# K-Means Clustering Explained

Clustering is a type of unsupervised learning where references need to be drawn from unlabeled datasets. Generally, it is used to capture the meaningful structure, underlying processes, and grouping inherent in a dataset. In clustering, the task is to divide the population into several groups in such a way that the data points in the same groups are more similar to each other than the data points in other groups. In short, it is a collection of objects based on their similarities and dissimilarities.

Let’s take an example, imagine you work in a Walmart Store as a manager and would like to better understand your customers to scale up your business by using new and improved marketing strategies. It is difficult to segment your customers manually. You have some data that contains their age and purchase history, here clustering can help to group customers based on their spending. Once the customer segmentation will be done, you can define different marketing strategies for each of the groups as per target audiences.

# K-Means clustering

K-means is a centroid-based clustering algorithm, where we calculate the distance between each data point and a centroid to assign it to a cluster. The goal is to identify the K number of groups in the dataset.

It is an iterative process of assigning each data point to the groups and slowly data points get clustered based on similar features. The objective is to minimize the sum of distances between the data points and the cluster centroid, to identify the correct group each data point should belong to.

Here, we divide a data space into K clusters and assign a mean value to each. The data points are placed in the clusters closest to the mean value of that cluster. There are several distance metrics available that can be used to calculate the distance.

# How does K-means work?

Let’s take an example to understand how K-means work step by step. The algorithm can be broken down into 4–5 steps.

**Choosing the number of clusters**

The first step is to define the K number of clusters in which we will group the data. Let’s select K=3.

**Initializing centroids**

A centroid is the center of a cluster but initially, the exact center of data points will be unknown, so we select random data points and define them as centroids for each cluster. We will initialize three centroids in the dataset.

**Assign data points to the nearest cluster**

Now that** **centroids are initialized, the next step is to assign data points *X*n to their closest cluster centroid *C*k. In this step, we will first calculate the distance between data point X and centroid C using Euclidean Distance metric.And then choose the cluster for data points where the distance between the data point and the centroid is minimum.

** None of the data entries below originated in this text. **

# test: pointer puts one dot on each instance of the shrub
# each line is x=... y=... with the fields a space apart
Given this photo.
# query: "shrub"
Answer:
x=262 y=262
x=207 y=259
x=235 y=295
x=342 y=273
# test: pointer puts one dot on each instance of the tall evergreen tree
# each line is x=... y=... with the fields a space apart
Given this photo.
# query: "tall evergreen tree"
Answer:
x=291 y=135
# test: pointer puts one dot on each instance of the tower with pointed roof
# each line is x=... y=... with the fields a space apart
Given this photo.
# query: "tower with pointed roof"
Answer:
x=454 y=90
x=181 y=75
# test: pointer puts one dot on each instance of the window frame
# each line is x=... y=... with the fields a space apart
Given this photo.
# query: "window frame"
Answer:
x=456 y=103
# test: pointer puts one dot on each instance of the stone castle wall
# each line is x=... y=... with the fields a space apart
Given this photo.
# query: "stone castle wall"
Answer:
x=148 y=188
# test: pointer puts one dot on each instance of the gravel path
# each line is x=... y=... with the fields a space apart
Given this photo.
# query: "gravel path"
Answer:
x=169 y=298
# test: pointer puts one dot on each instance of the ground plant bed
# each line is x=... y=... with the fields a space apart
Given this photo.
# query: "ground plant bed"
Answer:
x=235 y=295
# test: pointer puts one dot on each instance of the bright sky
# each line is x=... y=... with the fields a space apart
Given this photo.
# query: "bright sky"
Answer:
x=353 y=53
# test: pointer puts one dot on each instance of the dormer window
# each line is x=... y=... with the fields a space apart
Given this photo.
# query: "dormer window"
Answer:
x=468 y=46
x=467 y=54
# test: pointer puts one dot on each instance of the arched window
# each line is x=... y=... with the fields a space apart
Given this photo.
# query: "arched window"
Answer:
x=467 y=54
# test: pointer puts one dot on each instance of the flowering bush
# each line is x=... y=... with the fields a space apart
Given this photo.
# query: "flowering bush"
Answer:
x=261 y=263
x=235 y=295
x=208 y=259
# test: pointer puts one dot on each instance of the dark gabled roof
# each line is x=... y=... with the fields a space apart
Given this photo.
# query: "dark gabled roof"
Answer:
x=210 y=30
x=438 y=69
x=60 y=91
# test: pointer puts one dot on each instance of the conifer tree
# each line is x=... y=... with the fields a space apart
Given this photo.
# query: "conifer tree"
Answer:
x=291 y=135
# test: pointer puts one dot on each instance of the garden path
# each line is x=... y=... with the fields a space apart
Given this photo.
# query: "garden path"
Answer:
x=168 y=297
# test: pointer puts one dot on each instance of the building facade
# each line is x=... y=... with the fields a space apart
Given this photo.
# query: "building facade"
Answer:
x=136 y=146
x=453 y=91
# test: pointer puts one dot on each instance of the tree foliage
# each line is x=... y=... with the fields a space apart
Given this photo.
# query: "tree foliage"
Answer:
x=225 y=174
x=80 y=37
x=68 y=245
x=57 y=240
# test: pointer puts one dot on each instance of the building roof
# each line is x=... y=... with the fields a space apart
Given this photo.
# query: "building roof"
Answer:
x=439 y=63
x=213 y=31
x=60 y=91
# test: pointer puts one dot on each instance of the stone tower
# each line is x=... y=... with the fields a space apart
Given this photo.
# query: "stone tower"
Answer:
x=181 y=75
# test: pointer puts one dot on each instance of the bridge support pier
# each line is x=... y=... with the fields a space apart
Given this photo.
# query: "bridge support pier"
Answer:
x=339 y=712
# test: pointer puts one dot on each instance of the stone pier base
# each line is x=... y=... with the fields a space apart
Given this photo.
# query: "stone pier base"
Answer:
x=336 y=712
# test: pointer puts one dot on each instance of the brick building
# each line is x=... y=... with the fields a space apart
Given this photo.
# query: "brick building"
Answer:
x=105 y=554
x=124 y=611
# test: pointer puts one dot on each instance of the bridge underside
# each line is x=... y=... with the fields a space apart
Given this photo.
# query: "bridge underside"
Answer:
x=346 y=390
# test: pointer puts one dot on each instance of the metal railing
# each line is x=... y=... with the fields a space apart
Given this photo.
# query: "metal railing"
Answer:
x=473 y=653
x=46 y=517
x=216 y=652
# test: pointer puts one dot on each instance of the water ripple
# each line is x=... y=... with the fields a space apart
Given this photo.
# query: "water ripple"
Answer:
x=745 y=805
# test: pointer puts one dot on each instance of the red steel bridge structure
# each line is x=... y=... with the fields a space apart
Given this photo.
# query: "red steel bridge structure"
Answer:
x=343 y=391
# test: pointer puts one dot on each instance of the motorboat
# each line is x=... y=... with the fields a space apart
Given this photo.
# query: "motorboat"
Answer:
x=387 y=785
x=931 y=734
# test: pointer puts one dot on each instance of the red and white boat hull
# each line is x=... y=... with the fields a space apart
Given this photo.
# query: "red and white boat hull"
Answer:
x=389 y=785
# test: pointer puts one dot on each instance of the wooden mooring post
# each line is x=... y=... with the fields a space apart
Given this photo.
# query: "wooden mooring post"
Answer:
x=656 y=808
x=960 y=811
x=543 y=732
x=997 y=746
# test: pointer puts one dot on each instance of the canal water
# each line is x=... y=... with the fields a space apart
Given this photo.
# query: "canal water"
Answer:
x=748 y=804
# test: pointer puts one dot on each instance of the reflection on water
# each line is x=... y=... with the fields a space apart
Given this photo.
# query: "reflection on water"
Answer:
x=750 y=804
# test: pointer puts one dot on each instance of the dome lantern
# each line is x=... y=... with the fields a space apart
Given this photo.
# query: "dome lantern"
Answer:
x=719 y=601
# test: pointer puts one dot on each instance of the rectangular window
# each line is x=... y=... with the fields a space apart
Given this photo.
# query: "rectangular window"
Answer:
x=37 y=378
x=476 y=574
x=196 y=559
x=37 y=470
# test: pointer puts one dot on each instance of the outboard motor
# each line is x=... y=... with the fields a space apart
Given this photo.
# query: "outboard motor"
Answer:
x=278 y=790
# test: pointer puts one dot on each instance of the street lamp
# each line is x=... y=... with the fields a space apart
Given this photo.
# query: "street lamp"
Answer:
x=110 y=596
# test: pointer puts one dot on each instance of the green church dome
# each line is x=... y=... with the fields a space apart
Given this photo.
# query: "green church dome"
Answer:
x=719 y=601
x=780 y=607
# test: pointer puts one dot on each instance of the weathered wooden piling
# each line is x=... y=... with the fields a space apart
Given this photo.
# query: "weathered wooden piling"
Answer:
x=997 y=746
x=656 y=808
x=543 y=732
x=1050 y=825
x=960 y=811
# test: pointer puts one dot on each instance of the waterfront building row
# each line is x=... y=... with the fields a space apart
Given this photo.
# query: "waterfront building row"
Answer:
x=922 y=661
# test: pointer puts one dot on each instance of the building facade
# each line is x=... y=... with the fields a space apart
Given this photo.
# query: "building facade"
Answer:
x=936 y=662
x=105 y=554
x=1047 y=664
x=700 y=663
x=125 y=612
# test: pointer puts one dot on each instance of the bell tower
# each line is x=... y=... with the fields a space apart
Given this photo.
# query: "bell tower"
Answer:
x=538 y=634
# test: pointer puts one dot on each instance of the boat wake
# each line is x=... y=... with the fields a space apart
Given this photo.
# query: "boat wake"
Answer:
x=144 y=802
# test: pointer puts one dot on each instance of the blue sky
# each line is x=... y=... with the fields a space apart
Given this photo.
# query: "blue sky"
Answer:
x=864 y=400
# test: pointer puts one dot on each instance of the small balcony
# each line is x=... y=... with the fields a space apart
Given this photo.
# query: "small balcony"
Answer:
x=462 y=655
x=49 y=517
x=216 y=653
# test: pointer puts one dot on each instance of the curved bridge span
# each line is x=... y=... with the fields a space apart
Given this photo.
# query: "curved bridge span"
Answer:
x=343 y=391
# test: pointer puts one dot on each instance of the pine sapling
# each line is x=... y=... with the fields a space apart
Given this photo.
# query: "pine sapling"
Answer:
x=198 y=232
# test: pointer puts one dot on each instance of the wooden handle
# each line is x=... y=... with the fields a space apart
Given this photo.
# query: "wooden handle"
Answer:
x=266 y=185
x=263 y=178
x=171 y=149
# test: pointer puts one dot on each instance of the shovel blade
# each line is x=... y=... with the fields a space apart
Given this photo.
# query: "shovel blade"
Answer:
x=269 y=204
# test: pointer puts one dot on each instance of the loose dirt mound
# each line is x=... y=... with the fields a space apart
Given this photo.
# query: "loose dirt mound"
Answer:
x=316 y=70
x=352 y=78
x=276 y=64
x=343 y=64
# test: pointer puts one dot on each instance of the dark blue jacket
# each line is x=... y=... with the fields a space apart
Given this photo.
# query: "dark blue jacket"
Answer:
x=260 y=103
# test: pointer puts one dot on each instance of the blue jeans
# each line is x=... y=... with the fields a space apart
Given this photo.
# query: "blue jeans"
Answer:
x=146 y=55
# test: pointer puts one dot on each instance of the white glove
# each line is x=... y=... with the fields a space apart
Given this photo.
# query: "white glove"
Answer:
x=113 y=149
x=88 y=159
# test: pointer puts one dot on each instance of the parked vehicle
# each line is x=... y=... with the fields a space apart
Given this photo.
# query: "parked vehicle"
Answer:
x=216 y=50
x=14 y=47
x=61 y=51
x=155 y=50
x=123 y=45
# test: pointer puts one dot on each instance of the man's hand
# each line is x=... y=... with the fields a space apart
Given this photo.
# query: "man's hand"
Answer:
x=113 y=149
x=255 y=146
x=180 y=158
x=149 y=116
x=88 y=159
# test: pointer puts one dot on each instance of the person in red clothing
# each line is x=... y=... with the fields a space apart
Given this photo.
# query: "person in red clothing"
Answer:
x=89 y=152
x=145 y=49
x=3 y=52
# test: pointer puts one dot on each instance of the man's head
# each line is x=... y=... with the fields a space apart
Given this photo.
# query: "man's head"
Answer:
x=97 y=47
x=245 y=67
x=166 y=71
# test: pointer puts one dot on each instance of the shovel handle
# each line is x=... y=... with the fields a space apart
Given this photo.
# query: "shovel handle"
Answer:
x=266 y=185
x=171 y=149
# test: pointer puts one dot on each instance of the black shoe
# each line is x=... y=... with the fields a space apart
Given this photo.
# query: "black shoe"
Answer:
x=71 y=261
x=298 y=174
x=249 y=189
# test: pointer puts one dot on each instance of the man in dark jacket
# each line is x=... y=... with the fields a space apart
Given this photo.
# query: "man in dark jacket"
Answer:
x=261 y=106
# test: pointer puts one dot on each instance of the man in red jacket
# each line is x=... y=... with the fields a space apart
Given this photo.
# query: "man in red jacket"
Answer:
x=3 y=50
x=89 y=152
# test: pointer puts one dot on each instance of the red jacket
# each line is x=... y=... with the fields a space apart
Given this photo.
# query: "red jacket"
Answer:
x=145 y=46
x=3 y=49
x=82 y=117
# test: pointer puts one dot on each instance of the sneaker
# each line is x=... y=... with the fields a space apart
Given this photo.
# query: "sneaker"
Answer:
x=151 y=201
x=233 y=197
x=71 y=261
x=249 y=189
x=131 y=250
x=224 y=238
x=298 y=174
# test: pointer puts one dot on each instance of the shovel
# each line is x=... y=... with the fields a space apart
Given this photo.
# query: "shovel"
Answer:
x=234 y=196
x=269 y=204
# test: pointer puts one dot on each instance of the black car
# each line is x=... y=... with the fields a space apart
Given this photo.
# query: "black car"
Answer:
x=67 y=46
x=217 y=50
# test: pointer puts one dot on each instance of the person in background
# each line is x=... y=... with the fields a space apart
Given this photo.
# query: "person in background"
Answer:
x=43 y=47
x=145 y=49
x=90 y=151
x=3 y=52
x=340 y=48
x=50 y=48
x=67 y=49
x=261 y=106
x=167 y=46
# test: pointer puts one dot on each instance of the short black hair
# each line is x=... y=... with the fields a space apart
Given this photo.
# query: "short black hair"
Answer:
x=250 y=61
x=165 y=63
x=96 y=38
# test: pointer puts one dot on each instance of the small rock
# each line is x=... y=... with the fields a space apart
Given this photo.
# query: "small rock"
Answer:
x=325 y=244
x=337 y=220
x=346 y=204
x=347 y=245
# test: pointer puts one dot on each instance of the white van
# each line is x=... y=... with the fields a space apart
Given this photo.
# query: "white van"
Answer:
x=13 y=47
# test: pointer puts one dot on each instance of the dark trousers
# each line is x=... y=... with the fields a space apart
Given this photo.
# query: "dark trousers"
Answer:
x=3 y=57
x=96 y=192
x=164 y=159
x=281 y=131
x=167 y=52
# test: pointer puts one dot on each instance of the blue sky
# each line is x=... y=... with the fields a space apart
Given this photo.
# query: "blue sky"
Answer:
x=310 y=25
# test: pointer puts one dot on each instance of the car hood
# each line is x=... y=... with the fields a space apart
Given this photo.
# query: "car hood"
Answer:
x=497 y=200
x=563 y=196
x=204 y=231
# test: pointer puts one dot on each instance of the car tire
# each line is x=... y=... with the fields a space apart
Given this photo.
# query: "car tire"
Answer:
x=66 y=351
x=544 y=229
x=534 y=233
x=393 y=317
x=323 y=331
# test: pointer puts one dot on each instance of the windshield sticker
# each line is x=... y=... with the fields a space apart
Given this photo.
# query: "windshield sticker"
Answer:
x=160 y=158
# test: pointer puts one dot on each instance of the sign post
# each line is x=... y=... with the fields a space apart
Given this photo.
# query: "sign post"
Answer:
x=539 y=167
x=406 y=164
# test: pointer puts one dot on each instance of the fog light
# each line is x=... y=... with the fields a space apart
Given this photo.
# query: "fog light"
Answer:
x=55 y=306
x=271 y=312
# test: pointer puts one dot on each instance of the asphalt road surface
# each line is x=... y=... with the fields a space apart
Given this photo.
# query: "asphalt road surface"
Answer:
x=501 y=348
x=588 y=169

**Re-initialize centroids**

Next, we will re-initialize the centroids by calculating the average of all data points of that cluster.

**Repeat steps 3 and 4**

We will keep repeating steps 3 and 4 until we have optimal centroids and the assignments of data points to correct clusters are not changing anymore.

Does this iterative process sound familiar? Well, K-means follows the same approach as Expectation-Maximization(EM). EM is an iterative method to find the maximum likelihood of parameters where the machine learning model depends on unobserved features. This approach consists of two steps Expectation(E) and Maximization(M) and iterates between these two.

For K-means, The Expectation(E) step is where each data point is assigned to the most likely cluster and the Maximization(M) step is where the centroids are recomputed using the least square optimization technique.